Bencil ve kendini bisey sanan annelerin çocukları baba, babanne, hala ve babanın diğer akrabalarına karşı olağanüstü ve çok kötü biçimde doldurması ve olmamış seyleri oldu gibi göstererek ve onları kullanarak baskı kurması çocuklar üzerinde öyle bir etki yaratıyor ki anlatmam mümkün değil. O cocuk mutsuz, o çocuk eziliyor, o çocuk üzgün. Kendini düşünen anne ise çok mutlu ve güzel bisey yaptığını zannediyor yalan söyleyerek çocuklarına karşı yapıyor bunu bi de. Baskı kurmayın çocukların üzerinde arkadasım. Bi de herkes anne olmamalı diyorum ve susuyorum.
'sus bakayım çocuklar öyle her lafa atlamaz!'

'o gelmeden yedi teyzesi'

'çocuk işte'

bu üç cümle bir çocuğun büyüdüğünde dahi iletişim becerisini etkiliyor. bırakın bir yerde bir şey yemek istemiyorsa kendisi söylesin, bırakın saçmalasın. ve inanın ona. 'bu bana bunu yaptı' dediğinde ona inanın. 'çocuk işte, ne dediğini bilmiyor' diye geçiştirmeyin. sonrasında asla geçiştirmemeniz gereken şeyleri öğrenemeyebilirsiniz. bırakın konuşsun, anlatsın. bir zahmet gündüz işyeri dedikodularını dinlemek yerine akşam eve geldiğinizde çocuğunuzu dinleyin. en sevdiği şarkıyı, rengi, çiçeği, arabayı, çizgi film karakterini, bir espri yapıldığında 'acaba o da gülüyor mu' diye gözünün içine baktığı kim bilin. bir süre sonra peşinden ne kadar koşarsanız koşun öğrenemeyeceksiniz. en kötüsü ne biliyor musunuz? ayrı eve çıkmak istediğinde 'hayatı tanımıyorsun' itirazınıza aldığınız 'hayır anne/baba... sen beni tanımıyorsun' cevabı. o cevabı almayın.
Çok fazla. Bir tanesi her işi onun yerine yapıp fırsat vermeyip kendini geliştirmesine engel olmak.
sürekli ödül ceza mantığıyla yönlendirilmesi.
çok yanlış çok.
Özgüvenli olsun yada benim olmadı onun olsun diye herşeye izin vermek, yada saygılı ve düzgün biri olsun diye çocuğu yetişkin gibi büyütmek. Ortasını bulmak zor anam zor.
maalesef bazı ebeveynler için çocuk yapmaktır en büyük yanlış. o sabi sübyanı dilendirirler, faydalanırlar. nadiren de olsa aile içinde tecavüze bile uğrar bu yavrucaklar. yetersiz beslenmeye; gereksiz ve aşırı şiddete hiç değinmiyorum bile.

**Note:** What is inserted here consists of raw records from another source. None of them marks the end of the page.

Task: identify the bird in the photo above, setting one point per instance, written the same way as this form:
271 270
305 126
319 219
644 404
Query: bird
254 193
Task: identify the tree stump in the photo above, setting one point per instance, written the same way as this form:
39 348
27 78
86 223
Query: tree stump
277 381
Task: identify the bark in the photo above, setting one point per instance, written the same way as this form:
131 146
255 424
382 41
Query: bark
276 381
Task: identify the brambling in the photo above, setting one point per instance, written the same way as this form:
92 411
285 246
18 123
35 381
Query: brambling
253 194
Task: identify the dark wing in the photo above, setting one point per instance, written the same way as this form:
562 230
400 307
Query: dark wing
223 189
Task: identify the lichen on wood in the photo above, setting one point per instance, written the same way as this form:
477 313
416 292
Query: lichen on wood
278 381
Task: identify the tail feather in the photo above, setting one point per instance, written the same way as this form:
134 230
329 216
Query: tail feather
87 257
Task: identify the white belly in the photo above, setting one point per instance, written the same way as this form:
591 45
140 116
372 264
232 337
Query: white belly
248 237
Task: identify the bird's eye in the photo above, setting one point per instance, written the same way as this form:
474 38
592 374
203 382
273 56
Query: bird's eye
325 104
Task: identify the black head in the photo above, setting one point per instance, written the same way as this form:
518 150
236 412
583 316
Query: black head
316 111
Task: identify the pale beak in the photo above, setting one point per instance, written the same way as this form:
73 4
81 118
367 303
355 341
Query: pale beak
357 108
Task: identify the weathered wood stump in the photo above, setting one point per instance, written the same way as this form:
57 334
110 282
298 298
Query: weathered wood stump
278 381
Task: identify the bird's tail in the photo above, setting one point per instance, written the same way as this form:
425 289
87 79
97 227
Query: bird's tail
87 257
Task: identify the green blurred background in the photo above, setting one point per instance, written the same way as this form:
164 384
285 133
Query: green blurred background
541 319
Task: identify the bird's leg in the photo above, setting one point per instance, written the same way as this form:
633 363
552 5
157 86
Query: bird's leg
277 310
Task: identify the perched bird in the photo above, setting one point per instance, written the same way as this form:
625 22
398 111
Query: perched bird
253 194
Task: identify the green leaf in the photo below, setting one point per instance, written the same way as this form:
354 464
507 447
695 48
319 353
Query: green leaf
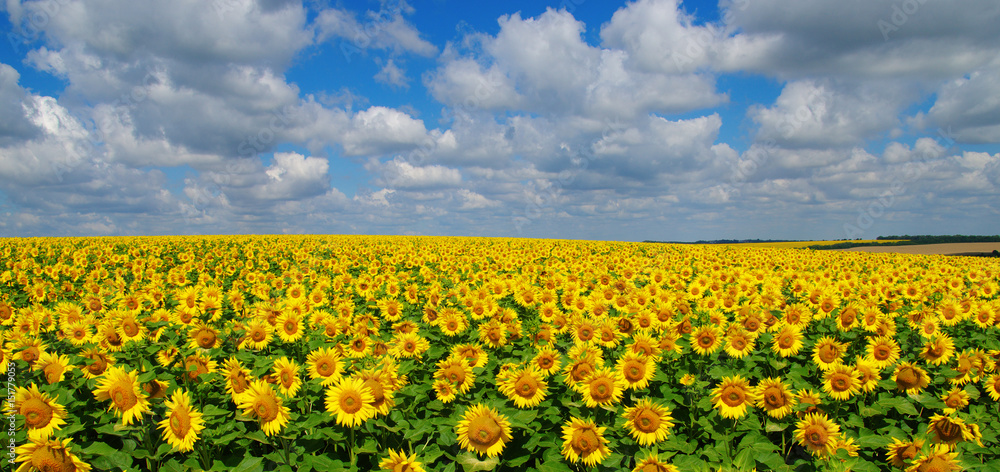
471 463
250 464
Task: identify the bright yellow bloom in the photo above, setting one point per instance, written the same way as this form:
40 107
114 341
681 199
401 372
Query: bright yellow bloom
351 401
262 403
732 396
183 422
648 422
583 441
42 414
483 430
123 390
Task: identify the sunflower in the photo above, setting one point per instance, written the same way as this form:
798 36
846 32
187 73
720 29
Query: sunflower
652 463
774 397
351 401
258 335
287 373
203 337
648 422
474 354
483 430
870 374
183 422
236 378
992 385
604 387
526 387
127 397
950 431
42 414
456 370
401 462
444 391
378 383
910 378
54 366
324 363
787 341
841 382
358 347
817 433
547 360
645 344
827 352
938 459
900 453
705 340
99 362
955 399
409 345
262 403
583 441
636 370
289 326
49 455
883 351
732 396
167 355
739 343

yapmayın, ederi kadar bakmayacaksanız yapmayın.
Çocuğu masallarla kandırmaktır bence. Çocuktan gerçekleri saklamak. En basitinden, çocuk nasıl dünyaya geldiğini merak eder. illa ki herkes etmiştir. Cinselliği öğreterek anlatmak en mantıklısı olacaktır.
Siz bu düşüncelere karşı oldukça küçücük çocuklar kaç can yakarak kendiliğinden öğrenmeye çalışacak cinselliği!